Penulis utama, Prof. John F. Cryan

Apa artinya semua itu?

Buah, sayur, dan biji-bijian secara alami mengandung serat yang tinggi. Meskipun penelitian ini dilakukan pada tikus, kesimpulannya adalah bahwa diet tinggi serat dapat mendorong bakteri usus memproduksi lebih banyak SCFA - sehingga memperkuat pertahanan alami usus kita terhadap kerusakan yang disebabkan oleh stres.

Tentu saja, lebih banyak penelitian akan diperlukan sebelum kesimpulan itu dapat ditulis di atas batu; seperti yang dikatakan Prof. Cryan, "Sangat penting bagi kita untuk melihat apakah asam lemak rantai pendek dapat memperbaiki gejala gangguan terkait stres pada manusia."

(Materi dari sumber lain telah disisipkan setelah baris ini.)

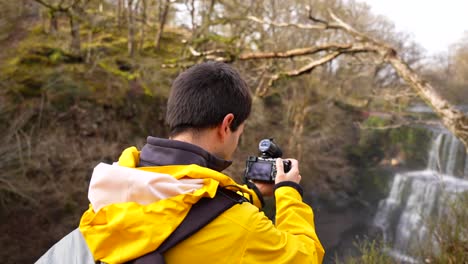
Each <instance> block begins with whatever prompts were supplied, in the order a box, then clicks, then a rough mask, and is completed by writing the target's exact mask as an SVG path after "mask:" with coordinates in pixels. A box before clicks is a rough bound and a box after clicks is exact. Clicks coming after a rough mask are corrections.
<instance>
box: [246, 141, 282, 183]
mask: <svg viewBox="0 0 468 264" xmlns="http://www.w3.org/2000/svg"><path fill="white" fill-rule="evenodd" d="M258 150H259V151H260V157H256V156H249V158H248V159H247V161H246V168H245V173H244V178H245V180H255V181H262V182H274V181H275V178H276V159H277V158H281V156H283V151H281V149H280V147H279V146H278V145H276V144H275V142H273V139H272V138H267V139H262V140H261V141H260V143H259V144H258ZM283 167H284V172H288V171H289V170H290V169H291V161H289V160H283Z"/></svg>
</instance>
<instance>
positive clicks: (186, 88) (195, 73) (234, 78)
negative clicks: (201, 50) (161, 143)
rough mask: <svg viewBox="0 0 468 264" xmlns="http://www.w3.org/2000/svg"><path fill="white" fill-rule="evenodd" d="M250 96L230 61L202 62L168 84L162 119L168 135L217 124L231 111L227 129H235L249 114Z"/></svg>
mask: <svg viewBox="0 0 468 264" xmlns="http://www.w3.org/2000/svg"><path fill="white" fill-rule="evenodd" d="M251 107H252V96H251V95H250V90H249V88H248V87H247V84H246V83H245V81H244V80H243V79H242V78H241V76H240V74H239V73H238V72H237V71H236V70H235V69H234V68H232V67H231V66H230V65H228V64H226V63H222V62H205V63H202V64H197V65H195V66H192V67H191V68H189V69H188V70H186V71H185V72H183V73H181V74H180V75H179V76H178V77H177V78H176V79H175V80H174V83H173V84H172V88H171V93H170V95H169V100H168V103H167V113H166V122H167V123H168V124H169V128H170V131H171V136H174V135H177V134H179V133H181V132H184V131H186V130H188V129H204V128H210V127H214V126H217V125H219V124H220V123H221V122H222V121H223V118H224V117H225V116H226V115H227V114H229V113H232V114H234V120H233V122H232V124H231V127H230V128H231V130H232V131H236V130H237V128H238V127H239V125H240V124H242V122H244V121H245V120H246V119H247V117H248V116H249V114H250V110H251Z"/></svg>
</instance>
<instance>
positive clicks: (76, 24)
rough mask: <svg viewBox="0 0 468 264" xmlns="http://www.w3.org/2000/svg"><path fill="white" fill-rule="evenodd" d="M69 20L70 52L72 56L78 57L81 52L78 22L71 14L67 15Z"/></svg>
mask: <svg viewBox="0 0 468 264" xmlns="http://www.w3.org/2000/svg"><path fill="white" fill-rule="evenodd" d="M68 18H69V20H70V36H71V43H70V52H71V53H72V54H73V55H80V52H81V38H80V21H79V20H78V19H77V18H75V17H74V15H73V14H72V13H69V14H68Z"/></svg>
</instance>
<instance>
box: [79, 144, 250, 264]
mask: <svg viewBox="0 0 468 264" xmlns="http://www.w3.org/2000/svg"><path fill="white" fill-rule="evenodd" d="M138 162H139V151H138V150H137V149H136V148H135V147H131V148H128V149H126V150H125V151H124V152H123V153H122V155H121V157H120V158H119V162H118V164H114V165H108V164H102V163H101V164H99V165H98V166H96V167H95V168H94V171H93V175H92V178H91V182H90V187H89V192H88V198H89V200H90V203H91V204H90V207H89V209H88V210H87V211H86V212H85V213H84V214H83V216H82V218H81V221H80V227H79V229H80V231H81V233H82V234H83V236H84V238H85V240H86V243H87V245H88V247H89V249H90V250H91V252H92V254H93V256H94V259H95V260H101V261H103V262H106V263H123V262H126V261H130V260H133V259H135V258H138V257H140V256H142V255H145V254H147V253H149V252H152V251H154V250H155V249H157V248H158V247H159V245H160V244H161V243H162V242H163V241H164V240H165V239H166V238H167V237H168V236H169V235H170V234H171V233H172V232H173V231H174V230H175V229H176V228H177V226H178V225H179V224H180V223H181V222H182V220H183V219H184V218H185V216H186V215H187V213H188V212H189V210H190V208H191V206H192V205H193V204H195V203H196V202H197V201H198V200H200V199H201V198H202V197H214V196H215V194H216V190H217V188H218V185H220V186H228V185H235V186H237V188H238V189H239V190H241V192H243V193H244V194H246V195H249V196H254V192H253V191H252V190H250V189H248V188H246V187H245V186H241V185H238V184H237V183H236V182H234V181H233V180H232V179H231V178H230V177H228V176H226V175H224V174H222V173H220V172H217V171H214V170H211V169H208V168H205V167H201V166H198V165H174V166H158V167H140V168H135V167H136V165H137V164H138Z"/></svg>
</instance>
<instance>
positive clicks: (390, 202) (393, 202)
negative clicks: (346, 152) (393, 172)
mask: <svg viewBox="0 0 468 264" xmlns="http://www.w3.org/2000/svg"><path fill="white" fill-rule="evenodd" d="M464 191H468V155H466V151H465V149H464V147H463V144H462V143H461V142H460V141H459V140H458V139H457V138H455V137H454V136H452V135H451V134H449V133H436V134H435V135H434V136H433V138H432V145H431V148H430V149H429V155H428V162H427V169H425V170H422V171H412V172H407V173H401V174H396V175H395V177H394V180H393V183H392V186H391V190H390V194H389V195H388V197H387V198H386V199H385V200H382V201H381V202H380V203H379V208H378V211H377V213H376V216H375V218H374V224H375V225H376V226H377V227H379V228H380V229H381V230H382V233H383V236H384V240H385V241H386V242H387V243H389V244H390V245H392V247H393V248H392V250H391V253H392V255H394V256H399V259H400V260H401V259H404V260H405V261H406V262H413V261H414V260H412V259H411V258H408V257H407V256H406V257H402V256H405V255H407V254H409V252H411V251H412V250H413V249H416V248H417V246H418V245H420V244H421V243H420V242H422V241H430V239H431V238H430V237H429V232H428V227H427V225H426V221H427V220H428V219H435V220H437V219H440V218H441V217H443V216H444V215H446V214H447V213H448V212H447V210H448V206H447V205H448V204H449V203H450V201H453V200H454V199H455V197H456V195H457V194H459V193H460V192H464Z"/></svg>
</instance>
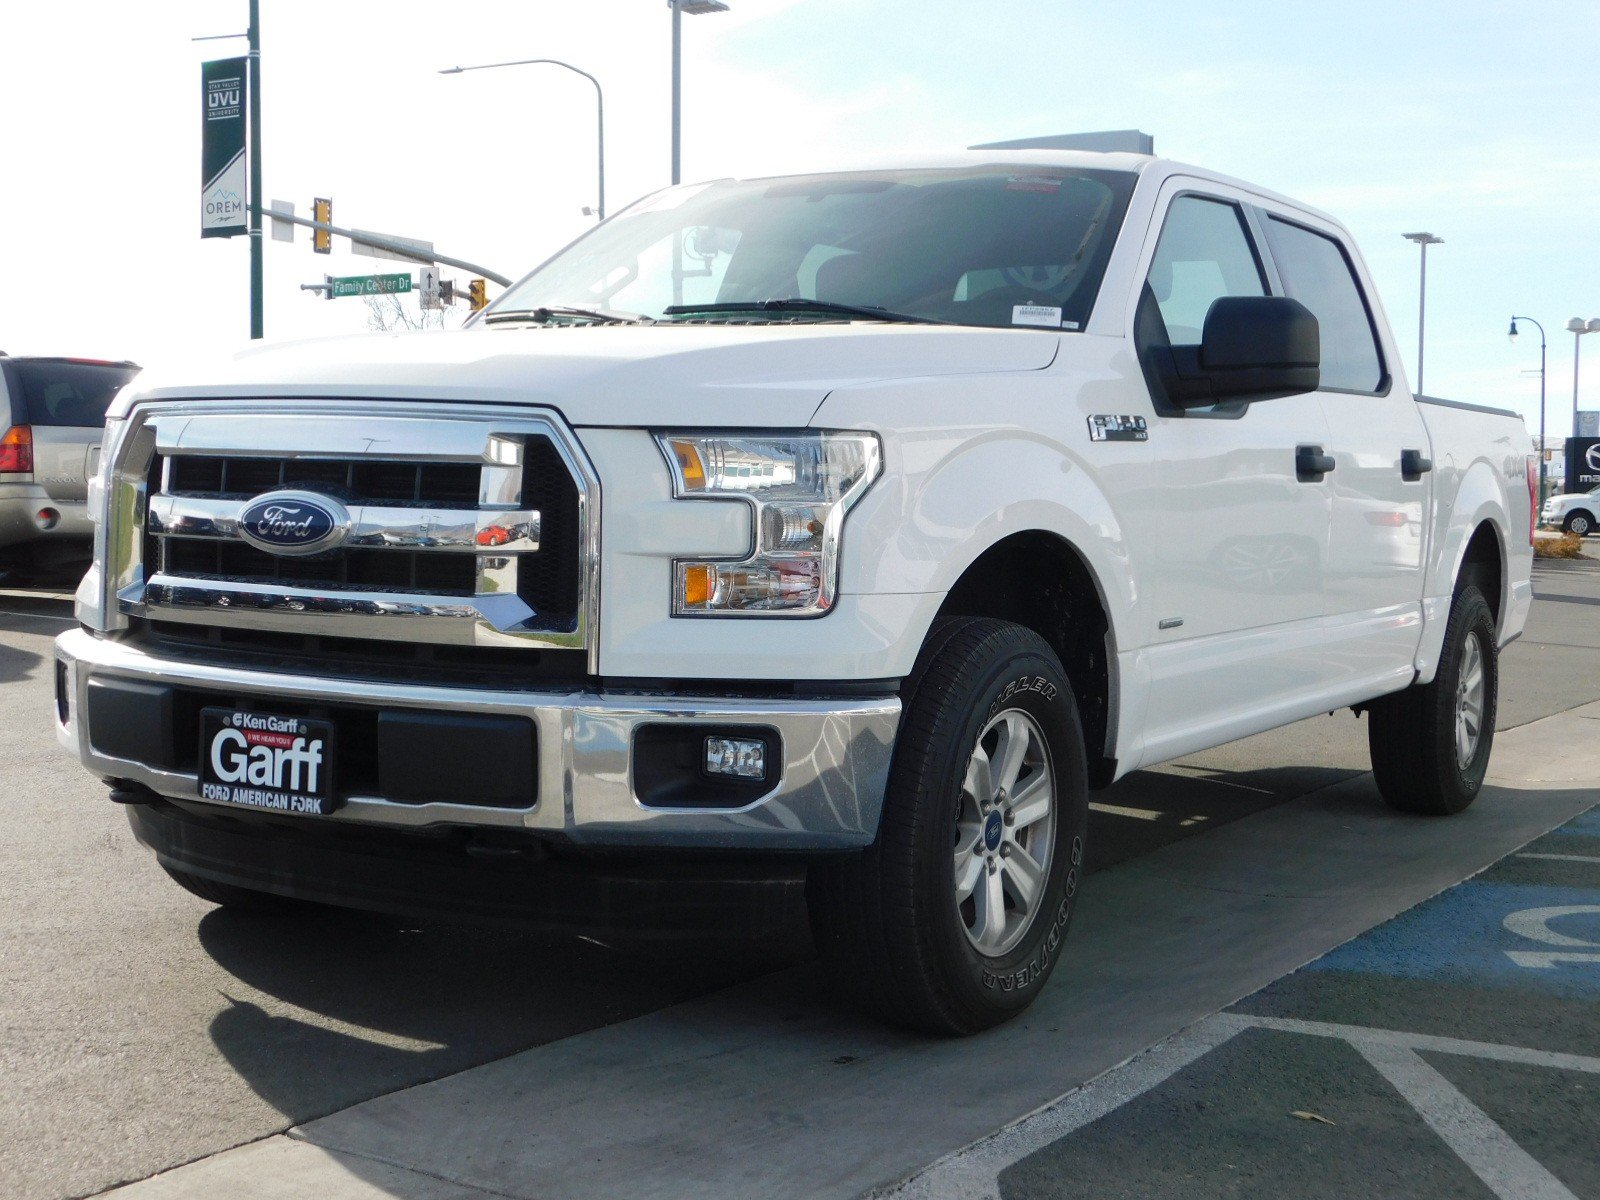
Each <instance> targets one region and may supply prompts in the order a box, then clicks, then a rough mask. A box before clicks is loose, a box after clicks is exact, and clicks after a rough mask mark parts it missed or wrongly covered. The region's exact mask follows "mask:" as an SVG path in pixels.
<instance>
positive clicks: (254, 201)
mask: <svg viewBox="0 0 1600 1200" xmlns="http://www.w3.org/2000/svg"><path fill="white" fill-rule="evenodd" d="M246 37H248V38H250V42H248V45H250V205H251V208H250V336H251V339H253V341H259V339H261V338H262V336H266V312H264V307H266V306H264V294H262V293H264V290H266V285H264V277H262V261H261V0H250V29H248V30H246Z"/></svg>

Pekerjaan masa depan juga perlu menggali lebih dalam untuk mendapatkan pemahaman yang lebih baik tentang bagaimana tepatnya SCFA memberikan manfaat ini. Membuka bungkus kejahatan molekuler di balik layar kemungkinan akan menantang.

Para penulis berharap bahwa temuan saat ini, pada akhirnya, akan membantu dalam "pengembangan terapi bertarget mikrobiota untuk gangguan terkait stres".

Namun, untuk saat ini, mencoba meminimalkan stres dalam hidup seseorang sambil meningkatkan konsumsi buah dan sayuran kemungkinan menjadi rekomendasi yang masuk akal, baik itu berdampak pada tingkat SCFA atau tidak.